Crouching next to the bag at his feet, he moved to release Sketski.

The barrel of a pistol parted the seal first. Then a bandaged, sandy blond head. The pilot pushed out of the bag, sucking in air like a man half drowned. "Goddamn it, Kap." Bloodshot blue eyes blinked. "I know your kind are backward when it comes to being social, but even you must know there are better ways to leave a bar." The man groaned and righted himself. "Wrapped up in something hot and exotic comes to mind."

"You're in no state to be thinking about extracurricular activities, interspecies or otherwise." Kaplan rose to his feet, assessing the man. The pilot was in pain but functional. He'd been lucky. A thruster on his LD pod had malfunctioned. He'd hit the dirt hard. His battle suit and tech-heavy pilot's helmet had saved him.

Kaplan tuned out the man's discomfort, but couldn't dull his own. Taking up a position on the opposite side of the door from Fero, where he could see the stairs, he tilted his head back, propping himself against the wall.

His team didn't need to know his nose threatened to bleed. Except for his cousin Sun, the team's other psi-specialist, they didn't have clearance to discuss his health issues—any Rha Si issues. And they needed to focus on their jobs, find out what was happening with the Xykeree and the local situation.

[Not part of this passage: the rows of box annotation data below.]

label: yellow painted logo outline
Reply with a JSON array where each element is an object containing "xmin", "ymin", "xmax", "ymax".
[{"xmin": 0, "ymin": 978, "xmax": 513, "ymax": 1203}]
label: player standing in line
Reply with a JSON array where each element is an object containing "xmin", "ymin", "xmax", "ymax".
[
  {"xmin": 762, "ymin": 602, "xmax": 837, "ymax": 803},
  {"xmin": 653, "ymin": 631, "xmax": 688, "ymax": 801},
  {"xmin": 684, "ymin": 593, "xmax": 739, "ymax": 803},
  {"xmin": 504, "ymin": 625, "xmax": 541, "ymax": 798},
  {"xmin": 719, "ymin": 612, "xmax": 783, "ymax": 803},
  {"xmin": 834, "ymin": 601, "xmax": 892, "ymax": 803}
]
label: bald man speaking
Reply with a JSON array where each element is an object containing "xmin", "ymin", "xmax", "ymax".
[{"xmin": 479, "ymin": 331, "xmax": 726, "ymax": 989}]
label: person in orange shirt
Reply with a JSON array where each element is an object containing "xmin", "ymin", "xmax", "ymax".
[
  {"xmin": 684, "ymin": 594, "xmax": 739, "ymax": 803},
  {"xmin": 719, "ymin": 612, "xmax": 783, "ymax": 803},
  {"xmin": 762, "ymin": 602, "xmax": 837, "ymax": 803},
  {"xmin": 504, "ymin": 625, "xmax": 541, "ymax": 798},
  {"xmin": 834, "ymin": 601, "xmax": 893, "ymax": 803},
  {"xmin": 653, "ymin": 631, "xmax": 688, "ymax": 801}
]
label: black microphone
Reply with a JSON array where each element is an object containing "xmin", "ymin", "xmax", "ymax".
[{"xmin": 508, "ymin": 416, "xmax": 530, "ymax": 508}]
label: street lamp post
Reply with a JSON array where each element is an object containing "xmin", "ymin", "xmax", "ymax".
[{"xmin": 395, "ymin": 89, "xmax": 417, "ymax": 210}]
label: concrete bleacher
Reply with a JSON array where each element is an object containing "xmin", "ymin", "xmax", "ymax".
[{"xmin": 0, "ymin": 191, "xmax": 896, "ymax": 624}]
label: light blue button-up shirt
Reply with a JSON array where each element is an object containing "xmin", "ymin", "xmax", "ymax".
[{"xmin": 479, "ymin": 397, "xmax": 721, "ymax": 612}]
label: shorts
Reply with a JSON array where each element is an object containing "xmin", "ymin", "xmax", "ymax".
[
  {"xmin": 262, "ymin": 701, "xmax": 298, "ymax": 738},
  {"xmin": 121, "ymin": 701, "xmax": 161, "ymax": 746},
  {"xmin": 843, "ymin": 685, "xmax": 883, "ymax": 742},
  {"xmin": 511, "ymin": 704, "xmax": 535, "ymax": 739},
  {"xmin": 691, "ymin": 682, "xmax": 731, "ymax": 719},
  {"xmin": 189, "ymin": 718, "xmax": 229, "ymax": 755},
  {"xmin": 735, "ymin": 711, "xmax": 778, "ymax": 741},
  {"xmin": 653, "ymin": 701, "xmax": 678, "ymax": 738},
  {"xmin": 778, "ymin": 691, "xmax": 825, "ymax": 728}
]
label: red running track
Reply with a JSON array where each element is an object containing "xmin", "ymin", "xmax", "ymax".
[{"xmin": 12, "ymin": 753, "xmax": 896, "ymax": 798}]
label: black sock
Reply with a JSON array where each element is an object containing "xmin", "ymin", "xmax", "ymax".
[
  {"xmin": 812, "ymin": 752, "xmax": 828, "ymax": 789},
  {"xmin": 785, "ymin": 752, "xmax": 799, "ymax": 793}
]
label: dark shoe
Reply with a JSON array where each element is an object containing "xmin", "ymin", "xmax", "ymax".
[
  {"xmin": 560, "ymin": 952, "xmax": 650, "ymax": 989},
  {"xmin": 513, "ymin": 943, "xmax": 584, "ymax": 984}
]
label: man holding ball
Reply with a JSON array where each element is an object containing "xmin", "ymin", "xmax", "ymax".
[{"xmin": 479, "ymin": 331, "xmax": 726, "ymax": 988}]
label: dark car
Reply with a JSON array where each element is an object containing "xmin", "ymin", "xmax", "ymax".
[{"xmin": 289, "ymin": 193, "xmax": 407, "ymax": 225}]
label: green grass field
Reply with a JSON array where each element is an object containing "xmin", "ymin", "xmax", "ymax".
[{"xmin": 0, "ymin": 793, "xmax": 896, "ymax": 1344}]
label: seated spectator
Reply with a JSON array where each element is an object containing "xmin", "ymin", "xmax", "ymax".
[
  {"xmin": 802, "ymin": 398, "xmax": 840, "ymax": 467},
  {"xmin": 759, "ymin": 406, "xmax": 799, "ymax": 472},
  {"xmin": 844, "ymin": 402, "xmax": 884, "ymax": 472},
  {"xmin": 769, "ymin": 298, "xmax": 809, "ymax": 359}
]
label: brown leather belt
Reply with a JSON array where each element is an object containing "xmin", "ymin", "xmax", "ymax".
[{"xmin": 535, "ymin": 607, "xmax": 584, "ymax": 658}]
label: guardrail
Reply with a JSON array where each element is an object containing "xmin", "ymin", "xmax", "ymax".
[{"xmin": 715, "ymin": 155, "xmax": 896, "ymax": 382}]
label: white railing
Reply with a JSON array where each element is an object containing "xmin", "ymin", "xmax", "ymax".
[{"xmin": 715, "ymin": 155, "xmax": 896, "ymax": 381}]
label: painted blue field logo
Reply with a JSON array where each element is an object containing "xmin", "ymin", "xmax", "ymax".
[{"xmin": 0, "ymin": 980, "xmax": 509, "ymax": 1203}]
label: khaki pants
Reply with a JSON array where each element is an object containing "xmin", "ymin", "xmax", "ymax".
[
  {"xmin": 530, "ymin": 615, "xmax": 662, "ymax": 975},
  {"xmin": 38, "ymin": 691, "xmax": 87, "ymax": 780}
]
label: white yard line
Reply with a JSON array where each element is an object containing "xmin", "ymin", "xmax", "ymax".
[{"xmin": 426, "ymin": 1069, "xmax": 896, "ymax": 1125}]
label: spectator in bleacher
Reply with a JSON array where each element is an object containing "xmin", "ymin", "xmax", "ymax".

The crowd around him had already given him valuable intel. Tirus 7's port was in crisis. A sandstorm had caused delays, and the communication issues plaguing the planet were making things worse. As were the Xykeree. The Bullhead was taking up multiple docking slots, and wasn't going anywhere until repairs were complete. If that wasn't bad enough, corrupt port staff were making the most of the mess. The black-market price for docking priority had gone up dramatically over the last hour.